There are difficulties in diagnosing pathologies of the labrum-biceps tendon complex (LBTC) because of the great individual variability of this structure. Anatomical variations, such as the sublabral recess, are frequently found and can also be misinterpreted as Andrews or SLAP II lesions. The etiology and mechanisms of creating such a sublabral recess are not exactly known. The examination of 31 cadaveric shoulder specimens from an age group between 49.3 and 83.6 years showed a sublabral recess in 63.6-85%. This high frequency of sublabral detachment of the labrum in older patients indicates that according to the high range of motion of the humeral head and therefore the changing angle of the long biceps tendon (LBS) a certain mobility of the superior LBTC is physiological and should not necessarily be seen as a sign of instability. Besides mobility-increasing factors such as overhead professions and sports with high repetitive maximal abduction and external rotation and the individual age, the type of insertion of the LBT at the glenoid influences the development of sublabral recess. Accordingly, posterior oriented insertion types of the LBT determine deeper and more posterior oriented sublabral recesses whereas in cases of anterior directed types of insertions no or less deep recesses can be found. Anamnestic aspects, such as the mechanism of injury and overhead activities, these macroscopic and functional associations in MR arthrography and arthroscopic inspection have to be considered in order to differentiate between physiological and traumatic changes of the labrum-biceps tendon complex.

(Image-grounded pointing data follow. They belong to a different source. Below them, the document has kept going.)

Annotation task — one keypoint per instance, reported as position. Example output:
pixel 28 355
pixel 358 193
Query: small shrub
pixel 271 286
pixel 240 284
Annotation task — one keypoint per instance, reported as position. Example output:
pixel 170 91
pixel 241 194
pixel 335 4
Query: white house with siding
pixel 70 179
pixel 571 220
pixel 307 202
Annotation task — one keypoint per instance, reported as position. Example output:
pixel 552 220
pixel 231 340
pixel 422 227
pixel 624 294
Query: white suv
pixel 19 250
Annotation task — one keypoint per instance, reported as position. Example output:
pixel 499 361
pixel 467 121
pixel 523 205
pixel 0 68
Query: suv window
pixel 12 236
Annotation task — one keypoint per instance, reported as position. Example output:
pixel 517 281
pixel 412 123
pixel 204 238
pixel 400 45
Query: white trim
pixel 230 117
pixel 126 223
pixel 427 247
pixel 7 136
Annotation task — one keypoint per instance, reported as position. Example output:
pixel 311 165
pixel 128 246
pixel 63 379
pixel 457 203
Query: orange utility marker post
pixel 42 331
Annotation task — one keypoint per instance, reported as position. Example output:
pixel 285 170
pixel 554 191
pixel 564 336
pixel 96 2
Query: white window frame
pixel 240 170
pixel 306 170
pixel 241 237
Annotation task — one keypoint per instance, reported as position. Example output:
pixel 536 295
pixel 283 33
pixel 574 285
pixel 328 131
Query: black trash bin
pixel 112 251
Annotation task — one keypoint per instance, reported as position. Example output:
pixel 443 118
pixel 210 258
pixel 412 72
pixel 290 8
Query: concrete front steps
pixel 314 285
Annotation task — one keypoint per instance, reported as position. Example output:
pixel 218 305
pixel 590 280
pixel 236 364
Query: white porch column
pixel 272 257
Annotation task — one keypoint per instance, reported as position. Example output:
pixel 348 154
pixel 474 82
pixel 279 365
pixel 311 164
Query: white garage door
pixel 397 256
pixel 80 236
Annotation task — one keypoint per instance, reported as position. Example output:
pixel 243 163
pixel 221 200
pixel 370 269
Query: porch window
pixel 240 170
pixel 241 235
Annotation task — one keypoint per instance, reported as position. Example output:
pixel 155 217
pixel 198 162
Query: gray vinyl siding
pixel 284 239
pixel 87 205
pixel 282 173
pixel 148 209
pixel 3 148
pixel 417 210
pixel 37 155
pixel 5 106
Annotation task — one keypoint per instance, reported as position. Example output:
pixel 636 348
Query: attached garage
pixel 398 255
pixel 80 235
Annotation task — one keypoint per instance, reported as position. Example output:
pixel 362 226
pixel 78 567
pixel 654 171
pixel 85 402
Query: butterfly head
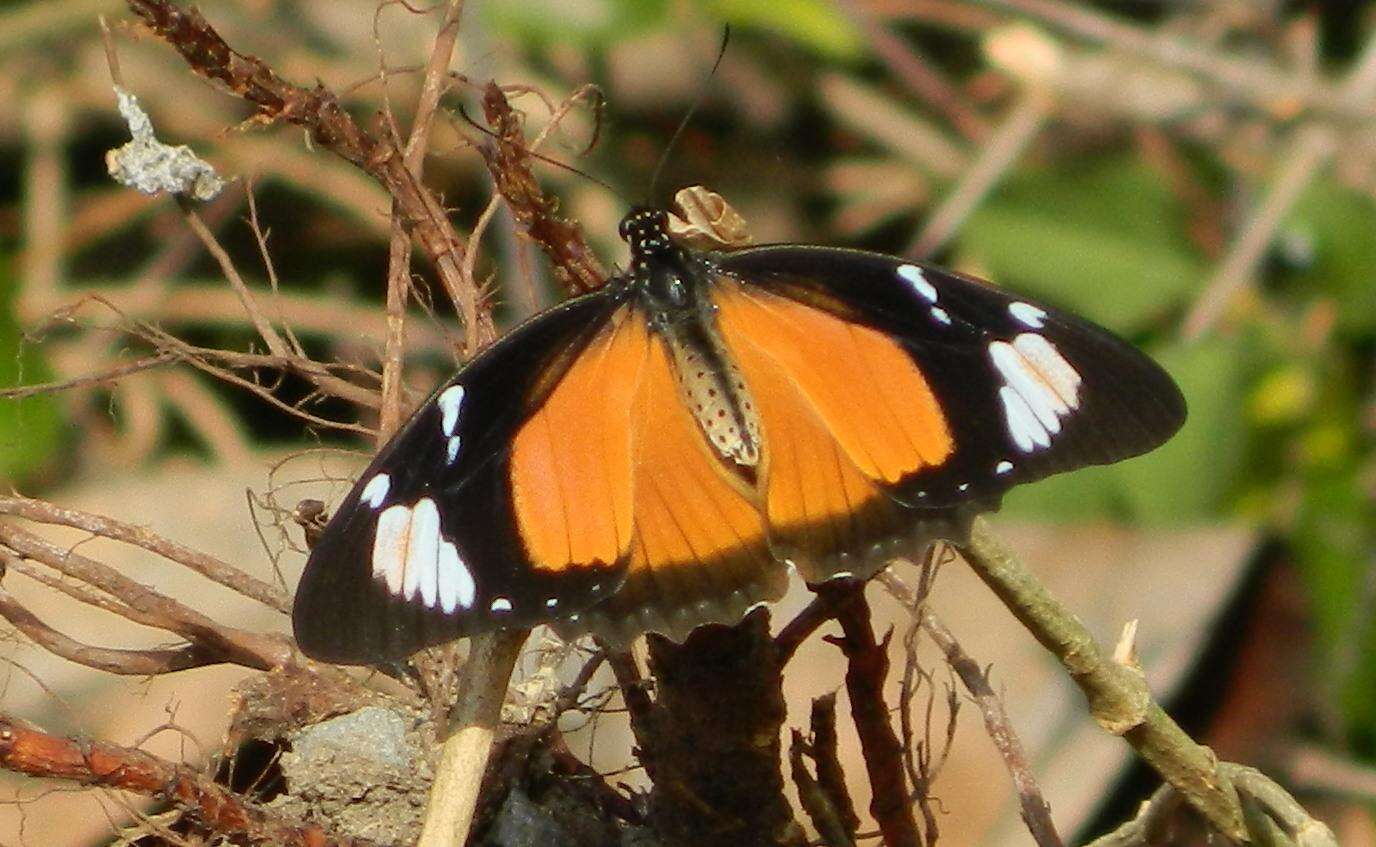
pixel 647 233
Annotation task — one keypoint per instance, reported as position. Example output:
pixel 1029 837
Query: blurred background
pixel 1197 175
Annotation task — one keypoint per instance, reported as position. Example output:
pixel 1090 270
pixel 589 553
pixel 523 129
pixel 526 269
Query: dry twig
pixel 218 810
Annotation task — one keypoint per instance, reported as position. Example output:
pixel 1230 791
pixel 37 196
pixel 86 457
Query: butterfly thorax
pixel 672 290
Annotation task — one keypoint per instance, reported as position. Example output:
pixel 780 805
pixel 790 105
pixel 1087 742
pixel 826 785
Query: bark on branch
pixel 215 809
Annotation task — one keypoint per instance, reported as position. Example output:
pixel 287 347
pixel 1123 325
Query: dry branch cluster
pixel 707 715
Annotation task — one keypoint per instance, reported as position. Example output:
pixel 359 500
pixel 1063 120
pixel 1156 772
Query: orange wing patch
pixel 571 461
pixel 863 387
pixel 699 550
pixel 844 413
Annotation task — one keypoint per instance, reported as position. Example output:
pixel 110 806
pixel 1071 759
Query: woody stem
pixel 458 776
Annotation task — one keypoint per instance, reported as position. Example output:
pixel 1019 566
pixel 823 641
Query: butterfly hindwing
pixel 428 545
pixel 1024 389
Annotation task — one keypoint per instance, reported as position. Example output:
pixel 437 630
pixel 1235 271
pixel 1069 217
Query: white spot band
pixel 1040 388
pixel 912 274
pixel 450 402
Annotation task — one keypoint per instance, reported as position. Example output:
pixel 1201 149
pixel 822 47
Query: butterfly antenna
pixel 538 156
pixel 692 109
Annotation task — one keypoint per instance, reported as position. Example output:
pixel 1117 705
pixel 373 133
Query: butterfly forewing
pixel 428 545
pixel 1024 389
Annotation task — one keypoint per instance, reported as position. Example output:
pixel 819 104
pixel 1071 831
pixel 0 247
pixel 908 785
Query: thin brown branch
pixel 77 591
pixel 867 668
pixel 574 264
pixel 204 564
pixel 1018 128
pixel 1309 151
pixel 132 663
pixel 918 74
pixel 1036 813
pixel 819 806
pixel 399 245
pixel 215 810
pixel 802 626
pixel 251 649
pixel 105 377
pixel 319 113
pixel 1118 695
pixel 826 755
pixel 222 257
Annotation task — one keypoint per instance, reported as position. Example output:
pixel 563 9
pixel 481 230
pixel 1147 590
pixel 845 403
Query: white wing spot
pixel 450 402
pixel 912 274
pixel 423 553
pixel 376 490
pixel 456 583
pixel 391 539
pixel 1028 314
pixel 1025 429
pixel 1040 388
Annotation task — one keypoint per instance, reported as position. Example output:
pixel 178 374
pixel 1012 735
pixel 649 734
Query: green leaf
pixel 1186 479
pixel 813 24
pixel 1334 539
pixel 1339 227
pixel 1104 239
pixel 581 22
pixel 30 428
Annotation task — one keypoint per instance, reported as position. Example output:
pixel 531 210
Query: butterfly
pixel 659 453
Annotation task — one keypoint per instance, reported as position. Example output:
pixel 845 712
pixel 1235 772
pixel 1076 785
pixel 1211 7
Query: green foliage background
pixel 1281 392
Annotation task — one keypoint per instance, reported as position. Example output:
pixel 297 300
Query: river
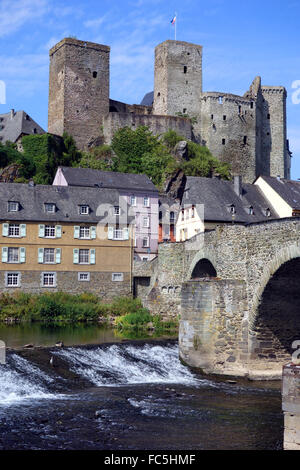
pixel 130 395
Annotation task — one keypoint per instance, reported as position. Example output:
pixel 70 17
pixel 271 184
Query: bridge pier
pixel 213 334
pixel 291 406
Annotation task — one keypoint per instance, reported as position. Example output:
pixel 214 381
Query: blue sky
pixel 240 40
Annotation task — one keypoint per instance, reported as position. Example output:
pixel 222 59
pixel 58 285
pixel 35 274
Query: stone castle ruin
pixel 248 131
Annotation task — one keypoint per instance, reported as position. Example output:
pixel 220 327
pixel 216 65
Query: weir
pixel 236 291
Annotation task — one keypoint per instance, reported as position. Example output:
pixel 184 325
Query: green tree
pixel 8 154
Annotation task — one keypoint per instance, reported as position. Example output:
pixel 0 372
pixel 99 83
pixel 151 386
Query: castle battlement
pixel 248 131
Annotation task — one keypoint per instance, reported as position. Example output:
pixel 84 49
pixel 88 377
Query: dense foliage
pixel 41 156
pixel 131 151
pixel 139 151
pixel 8 154
pixel 61 307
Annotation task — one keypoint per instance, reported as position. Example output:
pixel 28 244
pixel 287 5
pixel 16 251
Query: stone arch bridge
pixel 237 290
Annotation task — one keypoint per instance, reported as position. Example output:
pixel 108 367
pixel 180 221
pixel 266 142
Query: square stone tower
pixel 177 78
pixel 78 89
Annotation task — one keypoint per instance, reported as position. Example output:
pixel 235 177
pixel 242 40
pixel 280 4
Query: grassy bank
pixel 60 308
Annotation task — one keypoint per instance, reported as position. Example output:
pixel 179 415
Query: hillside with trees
pixel 131 151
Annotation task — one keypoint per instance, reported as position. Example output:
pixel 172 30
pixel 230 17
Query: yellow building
pixel 64 239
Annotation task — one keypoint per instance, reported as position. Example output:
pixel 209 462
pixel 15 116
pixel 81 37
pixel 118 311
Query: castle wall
pixel 227 126
pixel 79 89
pixel 274 139
pixel 157 124
pixel 177 78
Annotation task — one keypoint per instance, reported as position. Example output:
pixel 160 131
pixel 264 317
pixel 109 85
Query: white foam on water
pixel 122 365
pixel 20 380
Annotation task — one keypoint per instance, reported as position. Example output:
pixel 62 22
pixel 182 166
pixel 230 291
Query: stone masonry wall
pixel 177 78
pixel 211 330
pixel 291 406
pixel 78 89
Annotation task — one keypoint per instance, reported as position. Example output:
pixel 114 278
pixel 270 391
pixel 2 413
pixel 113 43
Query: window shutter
pixel 41 255
pixel 93 256
pixel 41 231
pixel 110 233
pixel 4 254
pixel 125 234
pixel 76 256
pixel 58 255
pixel 5 230
pixel 22 255
pixel 23 230
pixel 93 232
pixel 58 231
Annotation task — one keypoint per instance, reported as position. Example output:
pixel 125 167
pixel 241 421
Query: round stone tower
pixel 177 78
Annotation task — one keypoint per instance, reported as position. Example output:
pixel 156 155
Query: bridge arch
pixel 203 269
pixel 201 255
pixel 275 316
pixel 282 256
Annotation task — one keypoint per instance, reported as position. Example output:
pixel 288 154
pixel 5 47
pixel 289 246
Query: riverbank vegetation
pixel 61 308
pixel 131 151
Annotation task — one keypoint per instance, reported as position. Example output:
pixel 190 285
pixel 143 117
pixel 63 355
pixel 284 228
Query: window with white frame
pixel 49 255
pixel 49 207
pixel 14 230
pixel 84 209
pixel 118 234
pixel 48 279
pixel 83 256
pixel 145 242
pixel 13 279
pixel 84 232
pixel 13 206
pixel 13 255
pixel 146 222
pixel 50 231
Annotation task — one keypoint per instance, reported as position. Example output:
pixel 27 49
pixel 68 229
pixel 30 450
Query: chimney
pixel 237 184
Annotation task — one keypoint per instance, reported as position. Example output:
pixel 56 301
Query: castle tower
pixel 274 135
pixel 177 78
pixel 78 89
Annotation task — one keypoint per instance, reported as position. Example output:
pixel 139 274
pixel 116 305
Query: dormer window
pixel 268 212
pixel 50 207
pixel 84 209
pixel 13 206
pixel 232 209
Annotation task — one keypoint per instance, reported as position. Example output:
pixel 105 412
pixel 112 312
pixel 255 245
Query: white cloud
pixel 14 14
pixel 95 23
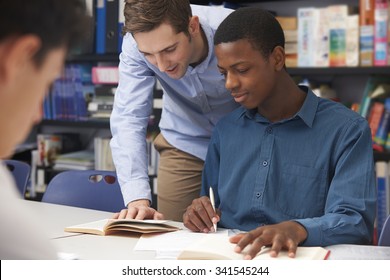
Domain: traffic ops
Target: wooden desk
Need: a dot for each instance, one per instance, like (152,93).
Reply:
(86,246)
(57,217)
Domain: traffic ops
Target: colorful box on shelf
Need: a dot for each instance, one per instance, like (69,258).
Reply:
(105,75)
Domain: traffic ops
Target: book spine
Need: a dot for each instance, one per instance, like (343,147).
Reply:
(111,37)
(380,37)
(121,22)
(306,43)
(337,35)
(100,43)
(383,128)
(352,41)
(376,113)
(367,21)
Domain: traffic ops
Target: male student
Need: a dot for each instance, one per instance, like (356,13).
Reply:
(34,38)
(289,167)
(167,41)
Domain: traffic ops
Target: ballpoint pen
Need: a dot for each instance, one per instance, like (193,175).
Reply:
(212,199)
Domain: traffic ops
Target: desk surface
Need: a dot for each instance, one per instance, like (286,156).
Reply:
(86,246)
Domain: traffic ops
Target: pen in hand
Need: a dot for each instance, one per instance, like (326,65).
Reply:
(212,200)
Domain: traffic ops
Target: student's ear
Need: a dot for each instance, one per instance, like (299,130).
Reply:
(194,26)
(16,54)
(279,58)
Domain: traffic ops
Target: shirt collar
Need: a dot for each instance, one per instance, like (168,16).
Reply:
(209,33)
(306,113)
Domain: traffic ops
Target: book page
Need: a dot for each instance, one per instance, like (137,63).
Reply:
(109,226)
(96,227)
(214,247)
(170,245)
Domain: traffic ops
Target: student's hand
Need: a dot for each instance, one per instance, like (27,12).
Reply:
(200,215)
(139,210)
(286,235)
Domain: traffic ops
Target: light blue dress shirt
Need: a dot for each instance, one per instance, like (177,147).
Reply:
(315,168)
(192,106)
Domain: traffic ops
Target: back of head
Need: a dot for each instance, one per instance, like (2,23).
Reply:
(146,15)
(58,23)
(256,25)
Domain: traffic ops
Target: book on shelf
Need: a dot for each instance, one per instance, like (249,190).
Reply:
(366,32)
(105,75)
(375,116)
(338,15)
(117,226)
(370,93)
(383,127)
(381,16)
(352,41)
(217,247)
(306,42)
(79,160)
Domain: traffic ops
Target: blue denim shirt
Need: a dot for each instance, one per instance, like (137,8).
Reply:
(315,168)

由于盂肱二头肌肌腱复合体(LBTC)结构存在很大的个体差异,因此诊断该结构的病变存在困难。诸如盂下隐窝等解剖变异经常被发现,并且也可能被误诊为安德鲁斯损伤或SLAP II型损伤。造成这种盂下隐窝的病因和机制尚不完全清楚。对31例年龄在49.3至83.6岁之间的尸体肩部标本进行检查,发现63.6%至85%存在盂下隐窝。老年患者中盂唇下盂唇分离的高频率表明,根据肱骨头的高活动范围以及因此长头二头肌肌腱(LBS)角度的变化,上盂肱二头肌肌腱复合体的一定活动度是生理性的,不一定应被视为不稳定的迹象。除了增加活动度的因素,如从事头顶上方工作以及进行高重复性最大外展和外旋的运动以及个体年龄外,肱二头肌肌腱在肩胛盂的插入类型也会影响盂下隐窝的形成。因此,肱二头肌肌腱向后的插入类型会导致更深且更向后的盂下隐窝,而在前向插入类型的情况下,则不会发现或仅有较浅的隐窝。为了区分盂肱二头肌肌腱复合体的生理性和创伤性变化,必须考虑病史方面,如损伤机制和头顶上方活动,以及磁共振关节造影和关节镜检查中的这些宏观和功能关联。